When the Affordable Care Act was passed in 2010, leaders of the Marshfield Clinic's Security Health Plan saw an opportunity to offer affordable insurance products to people in its mostly low-income area of central Wisconsin.
Security, a not-for-profit HMO, heavily marketed plans sold through the federal marketplace and helped thousands of Wisconsinites sign up. John Kelly, Security's chief marketing and operations officer, said the 2014 and 2015 enrollment totals “exceeded our expectations.” Security has 34,000 exchange members as of June, making it one of the top exchange plans in the state.
But all of Security's work could be undone this month when the U.S. Supreme Court issues its decision in King v. Burwell on whether the language of the ACA allows premium subsidies in states that did not establish their own exchange. Insurers and consumers in as many at 37 states including Wisconsin could be affected.
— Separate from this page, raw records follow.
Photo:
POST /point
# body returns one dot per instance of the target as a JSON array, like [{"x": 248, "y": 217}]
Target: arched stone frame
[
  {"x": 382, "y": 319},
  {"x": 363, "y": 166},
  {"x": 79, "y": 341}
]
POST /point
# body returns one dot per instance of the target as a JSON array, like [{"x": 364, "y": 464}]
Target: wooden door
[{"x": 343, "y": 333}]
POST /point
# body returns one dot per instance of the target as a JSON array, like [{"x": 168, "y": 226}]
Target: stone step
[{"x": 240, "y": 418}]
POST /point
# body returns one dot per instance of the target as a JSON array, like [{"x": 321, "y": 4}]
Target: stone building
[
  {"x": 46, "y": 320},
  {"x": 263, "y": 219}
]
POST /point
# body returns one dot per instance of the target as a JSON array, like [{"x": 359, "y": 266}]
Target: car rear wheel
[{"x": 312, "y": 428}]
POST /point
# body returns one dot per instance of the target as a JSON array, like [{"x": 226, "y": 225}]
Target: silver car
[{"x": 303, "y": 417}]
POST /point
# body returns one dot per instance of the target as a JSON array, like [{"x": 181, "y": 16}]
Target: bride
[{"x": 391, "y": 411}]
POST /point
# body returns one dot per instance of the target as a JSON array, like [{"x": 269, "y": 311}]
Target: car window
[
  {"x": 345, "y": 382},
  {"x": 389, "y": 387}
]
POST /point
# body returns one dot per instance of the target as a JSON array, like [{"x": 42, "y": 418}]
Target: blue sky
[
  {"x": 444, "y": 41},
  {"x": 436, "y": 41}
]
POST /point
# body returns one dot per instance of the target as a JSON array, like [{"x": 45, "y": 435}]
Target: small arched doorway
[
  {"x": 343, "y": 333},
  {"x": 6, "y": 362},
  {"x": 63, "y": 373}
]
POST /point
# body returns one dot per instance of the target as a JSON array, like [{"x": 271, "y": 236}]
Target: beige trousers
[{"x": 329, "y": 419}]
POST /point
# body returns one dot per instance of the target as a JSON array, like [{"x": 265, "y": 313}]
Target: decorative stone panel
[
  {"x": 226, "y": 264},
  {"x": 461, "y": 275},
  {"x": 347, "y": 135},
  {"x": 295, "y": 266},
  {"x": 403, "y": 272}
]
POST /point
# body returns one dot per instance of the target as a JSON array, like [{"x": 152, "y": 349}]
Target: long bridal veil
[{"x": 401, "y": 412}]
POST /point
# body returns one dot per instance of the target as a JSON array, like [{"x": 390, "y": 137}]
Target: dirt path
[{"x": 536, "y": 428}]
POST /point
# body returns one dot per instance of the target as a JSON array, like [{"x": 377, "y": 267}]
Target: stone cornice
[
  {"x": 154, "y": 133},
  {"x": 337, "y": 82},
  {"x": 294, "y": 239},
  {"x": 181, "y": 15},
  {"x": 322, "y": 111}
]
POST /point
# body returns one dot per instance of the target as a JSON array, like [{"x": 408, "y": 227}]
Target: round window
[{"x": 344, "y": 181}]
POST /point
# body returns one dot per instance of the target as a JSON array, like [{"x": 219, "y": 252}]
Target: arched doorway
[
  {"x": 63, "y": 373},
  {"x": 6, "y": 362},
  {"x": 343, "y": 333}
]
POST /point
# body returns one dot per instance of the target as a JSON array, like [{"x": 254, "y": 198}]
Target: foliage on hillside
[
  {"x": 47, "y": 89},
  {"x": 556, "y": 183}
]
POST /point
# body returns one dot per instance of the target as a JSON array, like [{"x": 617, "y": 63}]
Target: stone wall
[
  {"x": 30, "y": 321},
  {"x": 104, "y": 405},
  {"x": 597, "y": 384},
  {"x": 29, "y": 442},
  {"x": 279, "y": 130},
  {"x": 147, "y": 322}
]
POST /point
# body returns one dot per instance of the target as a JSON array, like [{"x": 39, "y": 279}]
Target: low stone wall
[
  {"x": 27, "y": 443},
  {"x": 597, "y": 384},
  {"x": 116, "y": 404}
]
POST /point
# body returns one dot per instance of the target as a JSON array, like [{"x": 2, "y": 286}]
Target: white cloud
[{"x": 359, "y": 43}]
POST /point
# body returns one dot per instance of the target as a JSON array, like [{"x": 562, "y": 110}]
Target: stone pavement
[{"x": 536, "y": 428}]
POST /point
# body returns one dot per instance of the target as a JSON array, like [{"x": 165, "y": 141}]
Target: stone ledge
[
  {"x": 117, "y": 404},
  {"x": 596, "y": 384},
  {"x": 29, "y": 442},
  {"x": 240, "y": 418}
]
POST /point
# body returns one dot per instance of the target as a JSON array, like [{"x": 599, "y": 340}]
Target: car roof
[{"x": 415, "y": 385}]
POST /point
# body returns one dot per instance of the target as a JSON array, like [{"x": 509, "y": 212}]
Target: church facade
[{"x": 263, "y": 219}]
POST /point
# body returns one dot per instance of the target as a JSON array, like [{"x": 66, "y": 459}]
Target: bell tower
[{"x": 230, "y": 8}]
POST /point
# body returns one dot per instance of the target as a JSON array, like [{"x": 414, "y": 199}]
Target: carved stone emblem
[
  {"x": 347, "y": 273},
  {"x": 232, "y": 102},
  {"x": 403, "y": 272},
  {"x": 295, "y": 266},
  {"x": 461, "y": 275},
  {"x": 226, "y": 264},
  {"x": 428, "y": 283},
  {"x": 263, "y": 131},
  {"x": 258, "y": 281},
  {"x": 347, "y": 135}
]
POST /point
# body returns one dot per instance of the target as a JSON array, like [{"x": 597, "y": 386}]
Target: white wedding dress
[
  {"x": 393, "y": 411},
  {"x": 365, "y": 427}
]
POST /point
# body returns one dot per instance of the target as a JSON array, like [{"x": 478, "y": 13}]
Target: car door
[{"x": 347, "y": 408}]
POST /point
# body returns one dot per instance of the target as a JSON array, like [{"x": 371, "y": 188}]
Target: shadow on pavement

If the court rules against the Obama administration, roughly 6.4 million Americans would lose the premium tax credits that make their insurance affordable unless states quickly established their own exchanges, which appears unlikely. In Wisconsin, 91% of 183,000 exchange-plan enrollees who receive subsidies are at risk; the average subsidy in the state is $315 a month. Nationally, the decision would affect 85% of exchange-plan members, who get an average subsidy of $272 a month.